Un punto alto dicevamo, perché dopo il fallimento della identica consultazione sul codice Azuni (altro nome per la stessa cosa) voluto da Brunetta, e dopo la lettera che l’Igf trentino aveva inviato al senatore Monti chedendogli di affrontare “lo spread digitale”, tutto sembrava fermo. Anche nell’agenda digitale, dove alcuni temi della governance di Internet erano stati addirittura rimossi e segnatamente quelli sulla neutralità della rete, il principio per cui “tutti i bit sono creati uguali”.

IL DOCUMENTO (PDF)

Internet Bene Comune. Nel testo predisposto dai consulenti del Ministro con l’apporto degli sherpa digitali e noti esperti si va oltre. Intanto nei principi generali è scritto che Internet, “Favorendo l’accesso all’informazione, promuove la trasparenza e il buon governo”, che è “motore dell’economia globale, driver di innovazione, e infrastruttura per la partecipazione delle imprese, anche locali, all’economia mondiale.” Ma anche che essa è “in grado di abbattere barriere geografiche e di aprire nuovi canali tra istituzioni pubbliche e cittadini, promuovendo creatività, condivisione e partecipazione dal basso”. Internet come bene comune insomma, e strumento cruciale per lo sviluppo e l’esercizio dei diritti umani.
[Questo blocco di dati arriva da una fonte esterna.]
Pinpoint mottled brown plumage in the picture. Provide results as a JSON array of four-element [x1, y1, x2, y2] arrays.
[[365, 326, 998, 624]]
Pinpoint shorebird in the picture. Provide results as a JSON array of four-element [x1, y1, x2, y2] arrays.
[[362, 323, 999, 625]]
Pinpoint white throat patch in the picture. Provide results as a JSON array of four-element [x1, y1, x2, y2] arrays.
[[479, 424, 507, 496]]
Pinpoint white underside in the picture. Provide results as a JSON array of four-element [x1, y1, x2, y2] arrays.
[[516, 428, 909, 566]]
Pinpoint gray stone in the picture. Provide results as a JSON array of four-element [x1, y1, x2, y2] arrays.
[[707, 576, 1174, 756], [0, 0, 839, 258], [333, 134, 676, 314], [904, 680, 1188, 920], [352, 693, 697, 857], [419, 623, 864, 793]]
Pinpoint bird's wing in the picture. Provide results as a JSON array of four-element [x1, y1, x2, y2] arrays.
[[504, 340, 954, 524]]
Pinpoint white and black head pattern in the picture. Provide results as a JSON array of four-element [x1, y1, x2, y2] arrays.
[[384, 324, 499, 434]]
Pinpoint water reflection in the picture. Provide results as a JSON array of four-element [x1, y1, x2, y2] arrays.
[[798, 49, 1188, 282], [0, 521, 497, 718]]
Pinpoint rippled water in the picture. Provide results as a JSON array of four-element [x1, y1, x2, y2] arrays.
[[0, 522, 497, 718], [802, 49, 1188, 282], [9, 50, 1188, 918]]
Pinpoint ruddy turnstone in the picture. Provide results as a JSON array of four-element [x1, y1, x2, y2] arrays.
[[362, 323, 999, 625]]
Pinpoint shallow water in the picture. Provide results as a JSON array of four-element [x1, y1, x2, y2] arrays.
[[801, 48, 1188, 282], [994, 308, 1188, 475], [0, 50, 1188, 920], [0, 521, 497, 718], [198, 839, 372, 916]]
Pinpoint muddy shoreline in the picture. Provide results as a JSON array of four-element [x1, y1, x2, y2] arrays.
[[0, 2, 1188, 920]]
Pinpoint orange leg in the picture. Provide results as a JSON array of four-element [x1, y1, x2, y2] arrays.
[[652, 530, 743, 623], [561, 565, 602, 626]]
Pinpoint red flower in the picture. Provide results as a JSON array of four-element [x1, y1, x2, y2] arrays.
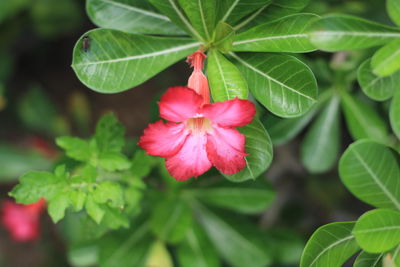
[[1, 199, 45, 242], [139, 52, 256, 181]]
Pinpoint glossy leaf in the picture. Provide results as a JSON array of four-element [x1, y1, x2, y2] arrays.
[[339, 140, 400, 209], [72, 28, 199, 93], [371, 40, 400, 76], [357, 59, 400, 101], [223, 119, 272, 182], [386, 0, 400, 26], [207, 49, 248, 102], [341, 92, 388, 142], [231, 53, 318, 118], [86, 0, 185, 35], [178, 0, 217, 41], [300, 222, 360, 267], [233, 14, 318, 53], [310, 14, 400, 51], [301, 97, 340, 173], [353, 209, 400, 253], [389, 88, 400, 139]]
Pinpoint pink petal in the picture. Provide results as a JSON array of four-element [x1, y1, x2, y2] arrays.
[[159, 86, 203, 122], [207, 125, 246, 174], [138, 121, 189, 157], [202, 98, 256, 127], [166, 135, 212, 181]]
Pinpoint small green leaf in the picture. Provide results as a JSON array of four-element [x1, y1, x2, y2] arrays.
[[371, 40, 400, 76], [310, 14, 400, 51], [233, 14, 318, 53], [339, 140, 400, 210], [357, 59, 400, 101], [223, 118, 273, 182], [300, 222, 360, 267], [353, 209, 400, 253], [207, 49, 248, 102]]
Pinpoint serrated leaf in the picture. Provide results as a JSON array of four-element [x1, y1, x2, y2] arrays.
[[310, 14, 400, 51], [300, 222, 360, 267], [86, 0, 185, 35], [339, 140, 400, 209], [357, 59, 400, 101], [233, 14, 318, 53], [341, 92, 388, 142], [371, 40, 400, 76], [301, 96, 340, 173], [207, 49, 248, 102], [353, 209, 400, 253], [230, 53, 318, 118], [389, 88, 400, 139], [223, 118, 273, 182], [72, 28, 199, 93]]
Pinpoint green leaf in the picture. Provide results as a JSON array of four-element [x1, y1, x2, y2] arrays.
[[339, 140, 400, 209], [207, 49, 248, 102], [56, 136, 94, 162], [191, 187, 275, 214], [371, 40, 400, 76], [353, 209, 400, 253], [196, 205, 271, 267], [389, 88, 400, 139], [300, 222, 360, 267], [353, 251, 383, 267], [301, 96, 340, 173], [310, 14, 400, 51], [86, 0, 185, 35], [177, 224, 221, 267], [149, 0, 205, 41], [72, 28, 199, 93], [357, 59, 400, 101], [341, 92, 388, 142], [233, 14, 318, 53], [386, 0, 400, 26], [231, 53, 318, 118], [150, 199, 192, 243], [223, 118, 272, 182], [178, 0, 217, 41]]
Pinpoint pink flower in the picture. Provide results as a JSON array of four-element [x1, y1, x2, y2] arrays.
[[1, 199, 45, 242], [139, 52, 256, 181]]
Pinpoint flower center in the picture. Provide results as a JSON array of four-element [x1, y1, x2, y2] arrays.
[[186, 117, 212, 134]]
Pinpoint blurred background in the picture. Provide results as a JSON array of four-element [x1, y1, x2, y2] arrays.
[[0, 0, 390, 267]]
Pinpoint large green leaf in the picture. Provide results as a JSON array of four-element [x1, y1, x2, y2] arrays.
[[223, 119, 272, 182], [389, 88, 400, 139], [353, 209, 400, 253], [231, 53, 318, 118], [310, 14, 400, 51], [357, 59, 400, 101], [386, 0, 400, 26], [178, 0, 217, 41], [301, 96, 340, 173], [148, 0, 204, 41], [339, 140, 400, 209], [86, 0, 185, 35], [207, 49, 248, 102], [300, 222, 360, 267], [72, 29, 199, 93], [341, 92, 388, 142], [233, 14, 318, 53], [371, 40, 400, 76], [196, 204, 271, 267]]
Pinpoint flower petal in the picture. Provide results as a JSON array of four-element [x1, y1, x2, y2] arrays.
[[138, 121, 189, 157], [207, 125, 246, 174], [159, 86, 203, 122], [166, 135, 212, 181], [202, 98, 256, 127]]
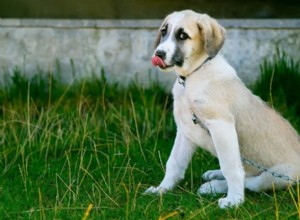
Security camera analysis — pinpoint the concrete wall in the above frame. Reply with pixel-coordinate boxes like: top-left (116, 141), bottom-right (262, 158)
top-left (0, 19), bottom-right (300, 85)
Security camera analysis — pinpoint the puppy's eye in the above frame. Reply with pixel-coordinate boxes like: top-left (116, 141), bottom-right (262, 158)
top-left (178, 32), bottom-right (189, 40)
top-left (160, 27), bottom-right (167, 37)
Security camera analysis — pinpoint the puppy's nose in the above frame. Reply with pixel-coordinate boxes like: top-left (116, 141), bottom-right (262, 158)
top-left (155, 50), bottom-right (166, 60)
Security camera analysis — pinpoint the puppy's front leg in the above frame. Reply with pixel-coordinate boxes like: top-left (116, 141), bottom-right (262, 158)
top-left (207, 119), bottom-right (245, 208)
top-left (145, 131), bottom-right (195, 193)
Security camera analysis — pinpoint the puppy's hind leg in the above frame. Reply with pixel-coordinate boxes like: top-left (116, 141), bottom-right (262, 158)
top-left (245, 164), bottom-right (300, 192)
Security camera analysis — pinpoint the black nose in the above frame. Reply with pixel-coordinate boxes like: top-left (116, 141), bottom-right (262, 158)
top-left (155, 50), bottom-right (166, 59)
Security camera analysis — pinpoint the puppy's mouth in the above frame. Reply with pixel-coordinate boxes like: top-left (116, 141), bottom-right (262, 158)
top-left (152, 56), bottom-right (174, 69)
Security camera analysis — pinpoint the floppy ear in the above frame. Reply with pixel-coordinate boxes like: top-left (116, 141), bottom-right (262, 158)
top-left (198, 14), bottom-right (226, 57)
top-left (154, 15), bottom-right (170, 48)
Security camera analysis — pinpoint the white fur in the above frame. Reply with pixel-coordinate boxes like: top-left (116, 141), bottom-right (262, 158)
top-left (146, 11), bottom-right (300, 208)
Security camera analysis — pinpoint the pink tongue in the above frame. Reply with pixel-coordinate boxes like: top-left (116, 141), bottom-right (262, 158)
top-left (152, 56), bottom-right (166, 67)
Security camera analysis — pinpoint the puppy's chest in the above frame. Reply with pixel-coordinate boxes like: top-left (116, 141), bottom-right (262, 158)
top-left (173, 84), bottom-right (211, 146)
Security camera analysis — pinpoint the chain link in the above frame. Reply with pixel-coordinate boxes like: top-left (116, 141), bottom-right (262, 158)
top-left (191, 109), bottom-right (300, 184)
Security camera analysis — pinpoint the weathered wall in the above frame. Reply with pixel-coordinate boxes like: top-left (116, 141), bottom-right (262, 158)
top-left (0, 19), bottom-right (300, 85)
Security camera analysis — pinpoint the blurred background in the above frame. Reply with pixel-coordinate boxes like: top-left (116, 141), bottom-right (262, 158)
top-left (0, 0), bottom-right (300, 19)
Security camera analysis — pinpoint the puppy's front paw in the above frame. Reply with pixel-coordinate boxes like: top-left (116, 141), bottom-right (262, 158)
top-left (144, 186), bottom-right (168, 195)
top-left (202, 170), bottom-right (225, 181)
top-left (219, 197), bottom-right (244, 209)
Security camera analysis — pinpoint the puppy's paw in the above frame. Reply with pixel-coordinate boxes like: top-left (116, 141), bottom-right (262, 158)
top-left (198, 180), bottom-right (228, 195)
top-left (144, 186), bottom-right (168, 195)
top-left (202, 170), bottom-right (225, 181)
top-left (219, 196), bottom-right (244, 209)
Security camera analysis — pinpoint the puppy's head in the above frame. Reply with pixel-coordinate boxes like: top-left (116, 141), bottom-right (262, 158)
top-left (152, 10), bottom-right (225, 75)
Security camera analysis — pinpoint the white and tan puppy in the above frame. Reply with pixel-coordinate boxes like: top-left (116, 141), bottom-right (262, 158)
top-left (146, 10), bottom-right (300, 208)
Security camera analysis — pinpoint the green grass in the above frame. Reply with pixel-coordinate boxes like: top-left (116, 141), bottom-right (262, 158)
top-left (0, 54), bottom-right (300, 219)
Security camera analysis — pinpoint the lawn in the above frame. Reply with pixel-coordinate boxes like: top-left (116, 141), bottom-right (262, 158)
top-left (0, 54), bottom-right (300, 219)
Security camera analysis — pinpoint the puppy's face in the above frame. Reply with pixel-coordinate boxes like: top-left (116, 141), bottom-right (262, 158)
top-left (152, 10), bottom-right (225, 75)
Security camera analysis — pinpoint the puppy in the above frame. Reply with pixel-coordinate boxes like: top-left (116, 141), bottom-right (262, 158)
top-left (145, 10), bottom-right (300, 208)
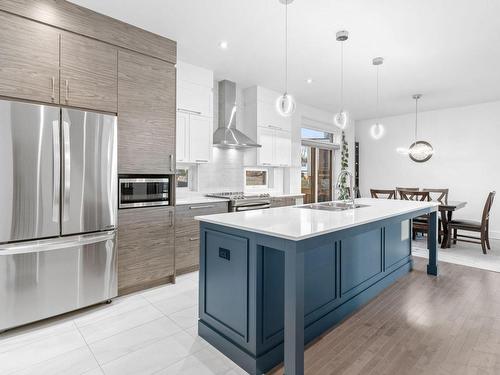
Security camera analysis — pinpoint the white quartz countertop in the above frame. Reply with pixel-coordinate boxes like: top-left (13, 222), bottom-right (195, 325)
top-left (195, 198), bottom-right (439, 241)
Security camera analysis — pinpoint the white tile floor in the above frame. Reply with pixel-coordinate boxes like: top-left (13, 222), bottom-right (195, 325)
top-left (0, 273), bottom-right (246, 375)
top-left (413, 237), bottom-right (500, 272)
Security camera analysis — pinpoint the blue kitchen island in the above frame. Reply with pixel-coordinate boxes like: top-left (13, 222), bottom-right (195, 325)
top-left (197, 198), bottom-right (438, 375)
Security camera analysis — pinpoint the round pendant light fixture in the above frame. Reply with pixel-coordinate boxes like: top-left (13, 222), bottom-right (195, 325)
top-left (408, 94), bottom-right (434, 163)
top-left (333, 30), bottom-right (349, 130)
top-left (370, 57), bottom-right (385, 140)
top-left (276, 0), bottom-right (296, 117)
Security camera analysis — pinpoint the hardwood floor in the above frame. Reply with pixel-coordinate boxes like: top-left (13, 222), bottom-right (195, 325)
top-left (271, 258), bottom-right (500, 375)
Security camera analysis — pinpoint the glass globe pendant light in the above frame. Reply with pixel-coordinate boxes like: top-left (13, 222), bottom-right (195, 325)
top-left (370, 57), bottom-right (385, 139)
top-left (408, 94), bottom-right (434, 163)
top-left (333, 30), bottom-right (349, 130)
top-left (276, 0), bottom-right (295, 117)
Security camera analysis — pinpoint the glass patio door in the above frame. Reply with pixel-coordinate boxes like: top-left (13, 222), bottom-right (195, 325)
top-left (301, 145), bottom-right (333, 203)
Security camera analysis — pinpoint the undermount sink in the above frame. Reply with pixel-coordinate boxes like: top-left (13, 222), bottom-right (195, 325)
top-left (296, 202), bottom-right (368, 211)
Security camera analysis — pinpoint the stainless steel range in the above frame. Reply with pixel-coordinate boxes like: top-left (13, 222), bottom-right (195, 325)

Inoltre viene ribadito a chiare lettere che La governance di Internet non può prescindere dall’apporto e dalla partecipazione attiva e paritaria dei netizens. Un principio rivoluzionario quando inteso “a migliorare l’efficienza e l’efficacia dei servizi pubblici essenziali nonché ad ampliare le possibilità e le modalità di partecipazione democratica.”

Accessibilità e censura. Si cita ovviamente “il diritto di accesso indipendentemente dal luogo di residenza” come pure quello al riutilizzo dei dati del settore pubblico con una frase che lascia poco spazio alle speculazioni: “I dati e le informazioni la cui produzione e gestione è finanziata tramite fondi pubblici, inclusi quelli derivanti dalla ricerca scientifica, sono condivisi con i cittadini per la massimizzazione del loro potenziale sociale ed economico.”

Centrale il passaggio sulla censura che tanti danni produce: “La censura arbitraria e indiscriminata, la sorveglianza generalizzata e ingiustificata dei contenuti e degli utenti e le pratiche di restrizione di accesso alla rete e ai suoi contenuti non sono tollerati.” Sembra un monito a chi denuncia i giovinetti in tribunale per essersi scambiati un file musicale o aver commentato una manifestazione di piazza in toni livorosi. Un paragrafo che sembra scritto da un governo nordeuropeo è quello relativo all’auto-organizzazione e autonomia degli individui in rete che recita: “La capacità dei cittadini di organizzarsi, promuovere azioni collettive e manifestare il proprio dissenso in rete è tutelato come forma ed espressione di partecipazione democratica dal basso”.

Le due chicche finali sono relative all’acquisizione e all’aggiornamento continuo delle competenze digitali e all’uso critico e consapevole di Internet” e per identificare competenze e professionalità.

Privacy e copyright. Se qualcosa manca riguarda il settore dell’dentità digitale che, pur nel rispetto delle regole della privacy, non esplicita il valore dell’anonimato in rete per denunciare truffe e malversazioni e cita un diritto all’oblio discusso e discutibile che spesso fa a cazzotti con la libertà d’espressione d’informazione.

Ma il pezzo forte riguarda la proprietà intellettuale nell’ambiente digitale dove, ferme restando le legittime protezioni a diritto d’autore, marchi, brevetti e segreto commerciale, per la prima volta si dice in maniera inequivoca che “si tutelano il diritto alla copia personale, alla citazione e al riuso della conoscenza in rete. Si incoraggia l’adozione di modelli compatibili con la circolazione online dei contenuti creativi.” Mentre “Gli operatori non sono obbligati ad agire da controllori della protezione delle proprietà intellettuale in ambiente digitale”.

Andrebbe letto a scuola. Si tratta di un esercizio che ha un solo e unico nome: democrazia.